Hay quien se hace un selfie, alguien más que observa, otro que ríe, otro que toma café, que lee o que se encuentra detrás de un ordenador portátil. Todo fluye. Y, en uno de los rincones, el sofá. Ese sofá que no es decorado, sino parte del equipo. Otro de sus puntos más importantes es la cocina: el punto de encuentro donde se entablan conversaciones, se pregunta qué tal ha ido del fin de semana, el día anterior o la vuelta de las vacaciones, donde parece que se pida turno para preparar el café o calentar la comida cuando el reloj marca las dos de la tarde y nos juntamos todos a comer. Como una familia.
Trabajar entre creativos: confianza, fluidez y reconocimiento mutuo
Carmen valora especialmente que la relación no fuera cliente-proveedor, sino un diálogo entre iguales. La libertad creativa no solo fue permitida, sino buscada. Hemos visto cómo esa libertad ha generado confianza, y cómo esa confianza se ha traducido en un resultado que no ha sido una simple ejecución, sino una interpretación sensible de nuestro día a día.
Destaca también lo importante que fue poner cara a las personas. Tener una conversación real, no limitarse al email. Y coincide en que cuando la colaboración nace del respeto mutuo entre creativos, todo se construye con más sentido. Y se nota en el resultado.
Hacia 2026: técnicas analógicas y tiempo para lo que aún no tiene fecha
El año nuevo aparece en la conversación y con él, nuevos deseos.
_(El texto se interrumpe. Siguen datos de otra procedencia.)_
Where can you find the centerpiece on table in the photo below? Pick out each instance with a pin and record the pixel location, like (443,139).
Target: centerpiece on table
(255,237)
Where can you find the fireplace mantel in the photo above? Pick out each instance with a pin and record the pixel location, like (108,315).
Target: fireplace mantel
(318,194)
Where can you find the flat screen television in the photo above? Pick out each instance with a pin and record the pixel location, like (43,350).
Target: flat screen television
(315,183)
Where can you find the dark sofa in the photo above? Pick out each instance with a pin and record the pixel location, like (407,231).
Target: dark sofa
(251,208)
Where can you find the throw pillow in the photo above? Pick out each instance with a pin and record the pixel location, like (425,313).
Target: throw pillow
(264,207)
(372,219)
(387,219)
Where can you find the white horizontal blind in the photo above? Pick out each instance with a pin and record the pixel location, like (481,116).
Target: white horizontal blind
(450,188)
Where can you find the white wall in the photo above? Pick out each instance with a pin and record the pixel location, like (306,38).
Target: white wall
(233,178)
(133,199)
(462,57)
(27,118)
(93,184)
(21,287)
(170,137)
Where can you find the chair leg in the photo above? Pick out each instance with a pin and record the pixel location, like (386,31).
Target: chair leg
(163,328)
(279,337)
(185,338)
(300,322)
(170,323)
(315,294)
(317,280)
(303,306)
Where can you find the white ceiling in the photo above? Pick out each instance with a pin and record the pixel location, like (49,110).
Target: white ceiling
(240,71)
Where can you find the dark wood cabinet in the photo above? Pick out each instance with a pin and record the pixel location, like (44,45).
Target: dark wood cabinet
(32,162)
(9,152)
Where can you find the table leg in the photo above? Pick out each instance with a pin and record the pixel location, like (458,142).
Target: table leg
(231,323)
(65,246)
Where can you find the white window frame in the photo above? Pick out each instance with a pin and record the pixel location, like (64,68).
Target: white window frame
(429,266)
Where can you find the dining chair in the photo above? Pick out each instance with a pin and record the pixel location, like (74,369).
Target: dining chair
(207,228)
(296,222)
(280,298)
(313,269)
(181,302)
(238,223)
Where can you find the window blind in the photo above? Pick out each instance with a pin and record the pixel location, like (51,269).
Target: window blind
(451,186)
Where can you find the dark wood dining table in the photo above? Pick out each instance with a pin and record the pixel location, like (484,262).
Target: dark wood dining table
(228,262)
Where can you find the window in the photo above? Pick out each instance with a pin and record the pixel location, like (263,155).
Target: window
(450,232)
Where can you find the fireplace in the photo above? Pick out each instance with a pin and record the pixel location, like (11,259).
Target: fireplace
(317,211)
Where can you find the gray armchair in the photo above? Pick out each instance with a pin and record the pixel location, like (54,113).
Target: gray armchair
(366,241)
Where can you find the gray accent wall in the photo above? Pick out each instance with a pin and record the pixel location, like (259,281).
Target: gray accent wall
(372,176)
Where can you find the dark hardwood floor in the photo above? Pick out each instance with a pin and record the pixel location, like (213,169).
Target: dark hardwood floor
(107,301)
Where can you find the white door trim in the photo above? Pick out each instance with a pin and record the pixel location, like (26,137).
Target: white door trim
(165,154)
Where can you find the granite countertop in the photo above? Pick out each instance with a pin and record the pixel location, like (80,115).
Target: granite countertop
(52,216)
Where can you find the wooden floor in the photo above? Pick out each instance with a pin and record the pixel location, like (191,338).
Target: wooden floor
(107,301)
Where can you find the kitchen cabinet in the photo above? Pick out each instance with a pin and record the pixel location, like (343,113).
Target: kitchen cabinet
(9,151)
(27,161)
Carmen nos habla de su interés por recuperar técnicas como la serigrafía, que había dejado aparcada por falta de espacio, y también de un proyecto personal: un álbum ilustrado que empezó como fanzine y que le gustaría ver publicado. Lo imagina como un formato más íntimo, más suyo, donde pueda hablar sin filtros, desde su narrativa visual y con total libertad.
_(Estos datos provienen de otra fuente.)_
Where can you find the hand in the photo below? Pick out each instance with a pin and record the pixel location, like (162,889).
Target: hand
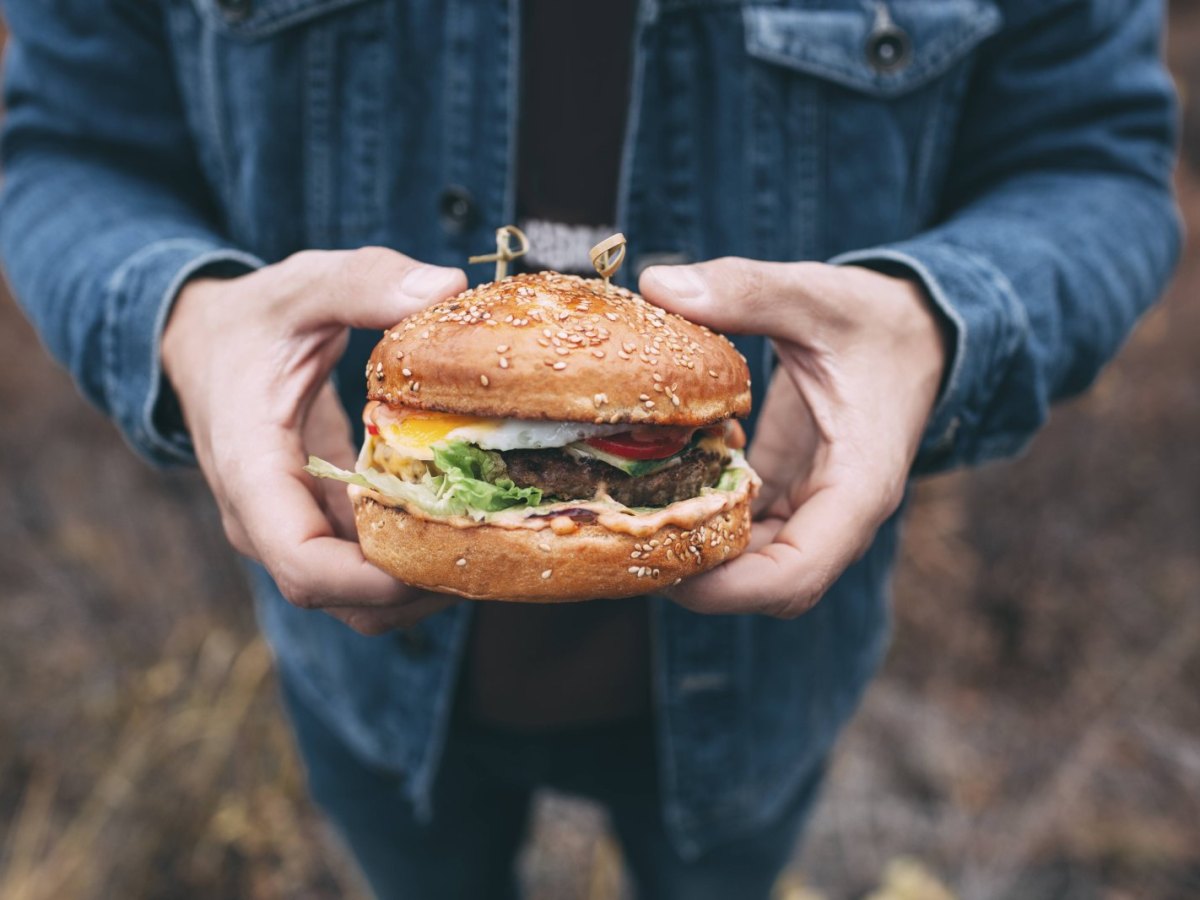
(862,357)
(250,359)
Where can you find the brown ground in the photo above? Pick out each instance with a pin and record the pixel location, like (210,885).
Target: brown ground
(1036,732)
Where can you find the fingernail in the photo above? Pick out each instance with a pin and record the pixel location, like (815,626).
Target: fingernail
(429,282)
(679,280)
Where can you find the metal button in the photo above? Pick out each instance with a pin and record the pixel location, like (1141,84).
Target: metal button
(457,209)
(237,10)
(888,47)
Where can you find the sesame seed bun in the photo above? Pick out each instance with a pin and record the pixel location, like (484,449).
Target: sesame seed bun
(564,348)
(491,563)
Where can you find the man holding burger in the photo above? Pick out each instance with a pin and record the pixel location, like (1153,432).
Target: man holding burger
(189,186)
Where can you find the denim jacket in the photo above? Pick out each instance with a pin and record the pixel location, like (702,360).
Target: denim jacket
(1012,155)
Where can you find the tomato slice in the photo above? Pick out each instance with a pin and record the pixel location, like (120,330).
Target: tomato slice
(645,443)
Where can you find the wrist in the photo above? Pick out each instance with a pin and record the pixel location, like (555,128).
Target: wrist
(923,335)
(184,324)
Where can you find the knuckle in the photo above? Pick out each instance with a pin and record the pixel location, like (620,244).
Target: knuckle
(295,589)
(363,262)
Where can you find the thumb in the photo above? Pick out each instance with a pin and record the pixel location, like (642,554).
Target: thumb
(376,287)
(732,295)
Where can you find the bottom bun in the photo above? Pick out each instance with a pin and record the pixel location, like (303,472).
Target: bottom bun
(493,563)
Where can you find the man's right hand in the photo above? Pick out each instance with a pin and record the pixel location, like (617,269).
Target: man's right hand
(250,360)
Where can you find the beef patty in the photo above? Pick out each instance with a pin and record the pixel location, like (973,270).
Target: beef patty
(570,478)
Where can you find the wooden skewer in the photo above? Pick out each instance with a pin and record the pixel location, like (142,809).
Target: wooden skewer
(609,255)
(504,250)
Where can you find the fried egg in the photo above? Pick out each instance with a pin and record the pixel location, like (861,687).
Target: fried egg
(414,432)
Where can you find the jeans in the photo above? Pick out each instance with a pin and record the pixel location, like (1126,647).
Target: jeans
(481,808)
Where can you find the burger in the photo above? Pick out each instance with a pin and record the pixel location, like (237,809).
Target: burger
(547,438)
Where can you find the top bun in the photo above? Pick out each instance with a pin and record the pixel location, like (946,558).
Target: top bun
(561,347)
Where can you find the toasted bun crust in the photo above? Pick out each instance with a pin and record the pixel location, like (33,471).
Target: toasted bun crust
(543,567)
(551,346)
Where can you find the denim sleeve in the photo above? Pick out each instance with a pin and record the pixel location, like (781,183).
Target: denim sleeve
(103,211)
(1059,227)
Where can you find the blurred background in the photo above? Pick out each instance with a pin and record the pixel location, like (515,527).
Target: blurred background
(1036,731)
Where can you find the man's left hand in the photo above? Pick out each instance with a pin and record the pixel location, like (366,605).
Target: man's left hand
(862,357)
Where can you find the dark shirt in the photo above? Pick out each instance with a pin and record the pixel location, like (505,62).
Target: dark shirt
(533,666)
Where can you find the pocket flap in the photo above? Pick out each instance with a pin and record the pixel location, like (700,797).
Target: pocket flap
(834,43)
(262,18)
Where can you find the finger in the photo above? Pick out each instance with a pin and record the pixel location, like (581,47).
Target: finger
(785,444)
(804,558)
(371,287)
(735,295)
(372,622)
(292,535)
También quiere encontrar más tiempo. Tiempo para frenar, para pensar, para crear sin urgencias, para proyectos personales. Algo que cualquier creativo entenderá. Porque no todo se dibuja cuando se tiene hueco: a veces hace falta dejar que la idea respire.
Una postal navideña que no solo felicita: nos retrata
La postal final no tiene texto. No lo necesita. Las imágenes lo dicen todo. Y cuando las recibimos, supimos que estaba completa: ahí estábamos nosotros, no como caricatura, sino como equipo. Cada uno en su sitio, haciendo lo que hace, y formando parte de algo más grande. Una escena viva, ruidosa, amable, que representa con honestidad lo que somos.
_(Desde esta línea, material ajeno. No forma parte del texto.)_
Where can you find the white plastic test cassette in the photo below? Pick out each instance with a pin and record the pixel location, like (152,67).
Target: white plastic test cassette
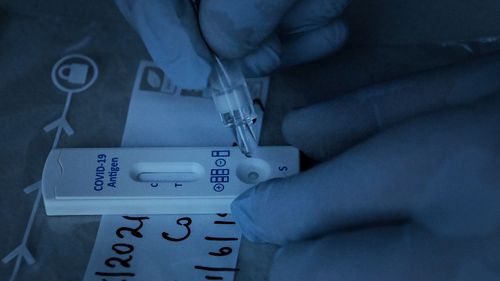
(92,181)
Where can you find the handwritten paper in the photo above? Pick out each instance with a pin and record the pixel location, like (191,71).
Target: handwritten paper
(161,247)
(170,247)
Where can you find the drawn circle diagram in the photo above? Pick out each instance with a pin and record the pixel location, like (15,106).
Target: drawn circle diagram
(74,73)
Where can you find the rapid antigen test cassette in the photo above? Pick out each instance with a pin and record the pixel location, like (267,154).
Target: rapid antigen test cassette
(95,181)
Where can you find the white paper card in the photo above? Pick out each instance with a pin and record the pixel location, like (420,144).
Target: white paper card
(160,114)
(165,247)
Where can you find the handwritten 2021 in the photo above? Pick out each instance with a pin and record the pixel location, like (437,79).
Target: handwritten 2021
(119,263)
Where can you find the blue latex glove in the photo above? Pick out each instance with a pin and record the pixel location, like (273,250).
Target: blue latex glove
(262,34)
(419,200)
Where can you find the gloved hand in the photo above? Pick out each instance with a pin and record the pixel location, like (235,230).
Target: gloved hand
(262,34)
(416,201)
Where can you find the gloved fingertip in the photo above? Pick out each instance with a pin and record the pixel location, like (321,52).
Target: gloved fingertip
(296,129)
(264,60)
(242,210)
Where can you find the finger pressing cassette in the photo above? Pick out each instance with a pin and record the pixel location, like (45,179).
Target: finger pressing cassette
(98,181)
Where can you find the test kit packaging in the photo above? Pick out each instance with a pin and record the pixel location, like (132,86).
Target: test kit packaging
(97,181)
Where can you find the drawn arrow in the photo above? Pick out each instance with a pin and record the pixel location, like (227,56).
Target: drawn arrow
(21,252)
(60,122)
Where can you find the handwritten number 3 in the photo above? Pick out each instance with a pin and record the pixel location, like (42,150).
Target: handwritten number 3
(184,221)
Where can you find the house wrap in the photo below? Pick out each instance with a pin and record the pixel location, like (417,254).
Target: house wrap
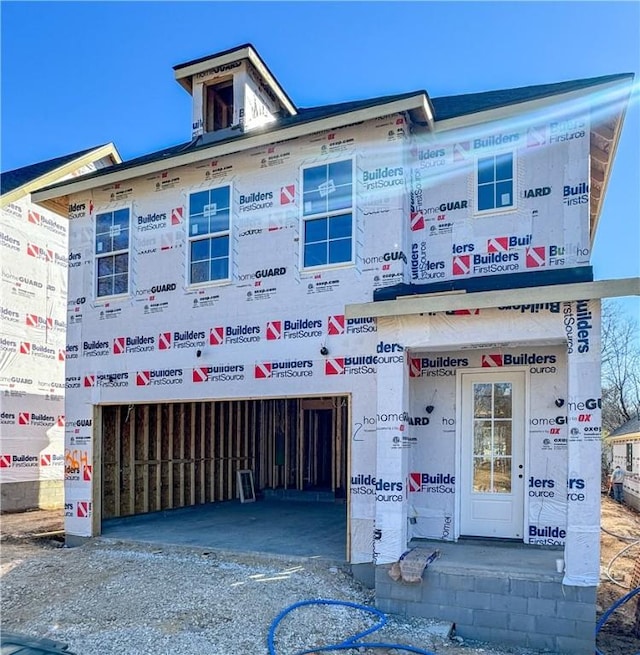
(390,299)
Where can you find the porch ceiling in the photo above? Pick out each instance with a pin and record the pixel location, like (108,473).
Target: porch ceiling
(449,301)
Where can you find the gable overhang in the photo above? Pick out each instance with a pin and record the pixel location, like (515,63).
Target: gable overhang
(606,104)
(461,300)
(184,72)
(108,150)
(416,106)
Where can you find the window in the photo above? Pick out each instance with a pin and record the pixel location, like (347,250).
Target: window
(327,214)
(209,232)
(112,253)
(495,182)
(219,105)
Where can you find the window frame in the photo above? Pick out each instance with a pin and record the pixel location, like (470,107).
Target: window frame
(328,214)
(514,179)
(210,235)
(211,94)
(111,253)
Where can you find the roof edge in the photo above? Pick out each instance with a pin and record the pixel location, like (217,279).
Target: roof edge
(89,156)
(416,103)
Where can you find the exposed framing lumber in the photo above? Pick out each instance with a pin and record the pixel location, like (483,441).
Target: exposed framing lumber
(155,457)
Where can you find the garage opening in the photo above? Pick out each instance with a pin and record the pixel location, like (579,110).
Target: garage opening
(173,455)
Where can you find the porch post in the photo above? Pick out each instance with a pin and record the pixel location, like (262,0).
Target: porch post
(390,523)
(582,544)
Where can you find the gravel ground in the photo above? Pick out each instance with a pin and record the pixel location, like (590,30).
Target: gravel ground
(110,597)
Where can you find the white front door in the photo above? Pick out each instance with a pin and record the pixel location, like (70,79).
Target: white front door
(492,454)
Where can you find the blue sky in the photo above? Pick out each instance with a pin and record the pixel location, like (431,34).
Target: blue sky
(78,74)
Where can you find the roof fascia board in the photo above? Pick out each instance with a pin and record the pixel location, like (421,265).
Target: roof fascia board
(232,147)
(108,150)
(612,154)
(443,302)
(184,75)
(509,111)
(257,62)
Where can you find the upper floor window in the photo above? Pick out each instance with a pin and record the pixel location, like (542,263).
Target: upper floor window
(495,182)
(209,235)
(112,253)
(327,192)
(218,105)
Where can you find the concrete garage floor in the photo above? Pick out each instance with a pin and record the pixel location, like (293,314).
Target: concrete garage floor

Carmen Frontera ha logrado algo que no se puede forzar: ilustrar desde dentro, sin haber estado físicamente. Y eso solo se consigue cuando el trabajo no es solo técnico, sino empático. Cuando se escucha, se observa y se construye con cariño.
2026 puede ser su año más personal, más manual, más narrativo. Quizá la próxima postal no sea para una empresa, sino para un cuento. O una serie de serigrafías. O algo que aún no existe, pero que ya está tomando forma en su libreta.